Stability conditions, metrics, and compactification
(Notes for the talk at Edinburgh in 2024).
Throughout the talk, \(C\) will be a triangulated category. Examples to keep in mind are \(C = D^b(\operatorname{Coh} X)\) or \(C = D^b(\operatorname{mod}-A)\). We have a notion, due to Bridgeland, of a stability condition on \(C\). (If you do not know about what this is, do not worry. I will give the necessary background when needed.) One of the most fascinating feature of this notion is that the set of all stability conditions on \(C\) naturally has the structure of a complex manifold, called \(\operatorname{Stab}(C)\). Thus, associated to a triangulated category \(C\) is a manifold \(\operatorname{Stab}C\).
\[ C \leadsto \operatorname{Stab} C\]
In this talk, I want to convey three main points:
- It is important to understand the geometry of \(\operatorname{Stab}(C)\).
- We can think of \(\operatorname{Stab}(C)\) as a set of metrics on \(C\).
- A compactification of \(\operatorname{Stab}(C)\) inspired by (2).
Implications of the geometry of \(\operatorname{Stab}(C)\).
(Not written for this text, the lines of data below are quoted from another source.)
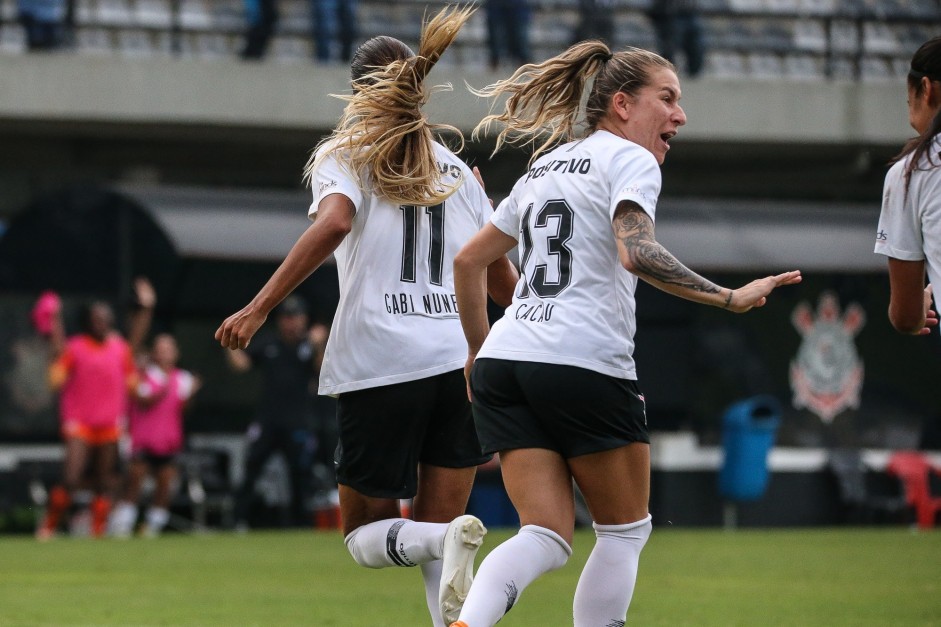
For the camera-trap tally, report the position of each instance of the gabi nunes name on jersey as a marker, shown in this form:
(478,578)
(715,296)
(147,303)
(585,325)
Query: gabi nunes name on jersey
(397,318)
To convince you that understanding the geometry of \(\operatorname{Stab}C\) is worthwhile, let me illustrate two implications of doing so. Both implications have, a priori, nothing to do with stability conditions. In fact, the second one has, a priori, nothing to do even with triangulated categories. In both examples, there is a group \(G\) that we seek to understand. It acts by auto-equivalences on \(C\), and therefore acts by homeomorphisms on \(\operatorname{Stab}(C)\). The setting of \(G\) acting on \(C\) is a bit exotic. The setting of \(G\) acting on \(\operatorname{Stab}C\) is more familiar. Understanding the geometry of this action leads to information about \(G\).
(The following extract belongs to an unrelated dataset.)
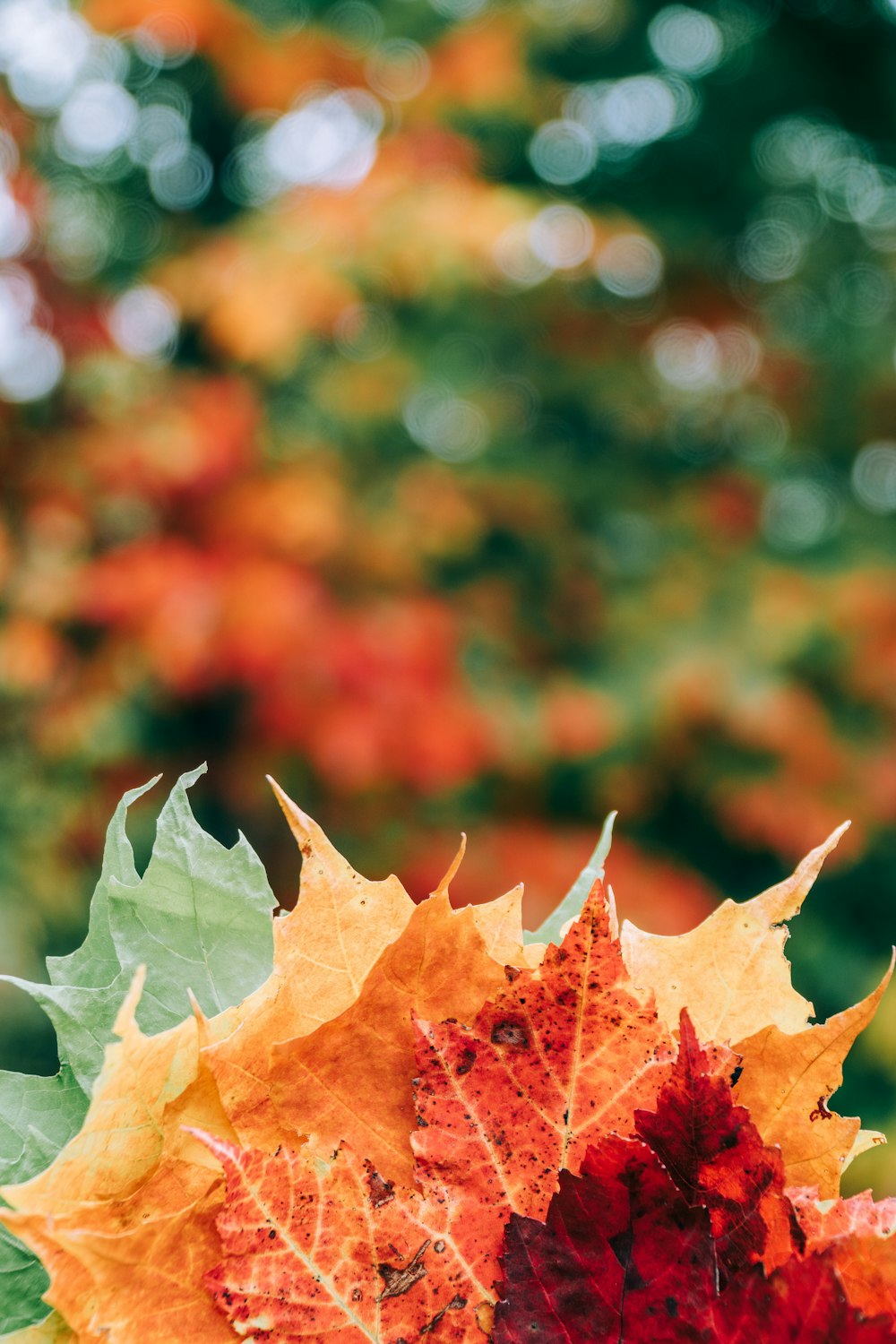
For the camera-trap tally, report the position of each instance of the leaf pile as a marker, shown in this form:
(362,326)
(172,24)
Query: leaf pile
(381,1121)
Without further ado, here is the first implication.
Theorem (Bayer–Bridgeland): Let \(X\) be a K3 surface of Picard rank 1, and \(C = D^b \operatorname{Coh}(X)\). Then \(\operatorname{Stab}(C)\) is contractible. As a consequence, \(\operatorname{Aut}(C)\) is generated by the expected set of generators.
Thus, knowing that \(\operatorname{Stab}C\) is contractible allows us to pin down \(\operatorname{Aut}(C)\).
Let us now briefly look at the second implication. Let \(\Gamma\) be a simple graph. Associated to \(\Gamma\) is a group called the Artin-Tits braid group \(B_{\Gamma}\). These groups are poorly understood, mainly because we do not have very many examples of good actions for them. For example, it is unknown whether \(B_{\Gamma}\) is a linear group, or even whether it has a solvable word problem.
Nevertheless, this group acts naturally on a triangulated category \(C_{\Gamma}\) and hence on its stability manifold.
Theorem If \(\operatorname{Stab}(C_{\Gamma})\) is simply connected, then the action of \(B_{\Gamma}\) on \(C_{\Gamma}\) is faithful. As a consequence, the word problem for \(B_{\Gamma}\) is solvable.
Theorem If \(\operatorname{Stab}(C_{\Gamma})\) is contractible, then the \(K(\pi,1)\) conjecture holds for \(B_{\Gamma}\).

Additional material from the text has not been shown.